Data Lineage w. Graph DBs / From active DBs to NoSQL
Details
Session 1: Data Lineage made easy with Graph Databases
Speaker: Gianni Ceresa, DATAlysis GmbH, Analytics & EPM Consultant
Abstract: Data Lineage has always been a topic, at least for auditing, and came back as a key element with regulations like GDPR and similar. The problem is that with the multiplications of tools, sources, transformations and movements of data it's getting harder and harder to have a clear picture of the whole data lineage in a company and even more complicated to use that information for auditing. This is where graph databases jump in to make things easier: data lineage is by nature a graph. It's possible to model every single flow, every single component down to a column in a database or a dashboard. Add the whole corporate security on top with the various abstraction layers of groups and roles on top of users and your graph is ready for analysis. This talk will cover why graph databases are a perfect match for data lineage and use an analytical enterprise platform as example, tracking a single column from a database table to the very end into dashboards and reports and the respective security. (Based on Oracle Property Graph engine PGX with Cytoscape for visualization, and OAC/OBIEE for the data lineage example).

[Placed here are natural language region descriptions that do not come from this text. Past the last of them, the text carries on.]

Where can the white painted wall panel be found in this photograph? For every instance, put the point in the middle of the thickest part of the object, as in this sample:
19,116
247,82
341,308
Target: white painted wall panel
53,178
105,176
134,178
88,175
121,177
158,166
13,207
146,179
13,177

Session 2: Database Programming - From Active Databases to NoSQL and Cloud Computing
Speaker: Bastian Hossbach, Principal Member of Technical Staff for Oracle
Abstract: Database applications define highly complex business logic that
cannot be expressed purely in SQL. This prevented them from being moved completely into the database in order to achieve high performance. Therefore, vendors of relational databases started eventually to provide procedural extensions to SQL such as PL/SQL (Oracle Database), SQLPL (IBM DB2), T-SQL (Microsoft SQL Server), or PL/pgSQL (PostgreSQL). Due to the introduction of server-side programming languages, databases began to shift from being absolutely passive to becoming more active. Along with the rapid growth of some Web companies, radically new approaches to data management, known as NoSQL, emerged. NoSQL databases broke with not only how data is stored and maintained, but also how it is accessed and processed. Everyday programming languages such as Java (e.g., Apache Hadoop), Erlang (e.g., Riak), or JavaScript (e.g.,MongoDB, CouchDB) were simply used as the query language. While the need for stronger consistency or SQL stroke back in many cases, the demand for supporting modern programming languages in databases remained. With the ongoing
transition to cloud computing, developers now want to keep their preferred programming languages and environments when switching to database-side bprogramming. Consequently, vendors of cloud databases try to support multiple popular programming languages such as JavaScript, R, and Python (e.g., Microsoft Azure Cosmos DB [NoSQL], Amazon Redshift [SQL]). In this lecture, we will review the common history of databases and programming languages, give an introduction into database-side programming for some relevant systems, and discuss the challenges of effectively and efficiently integrating modern programming languages with databases.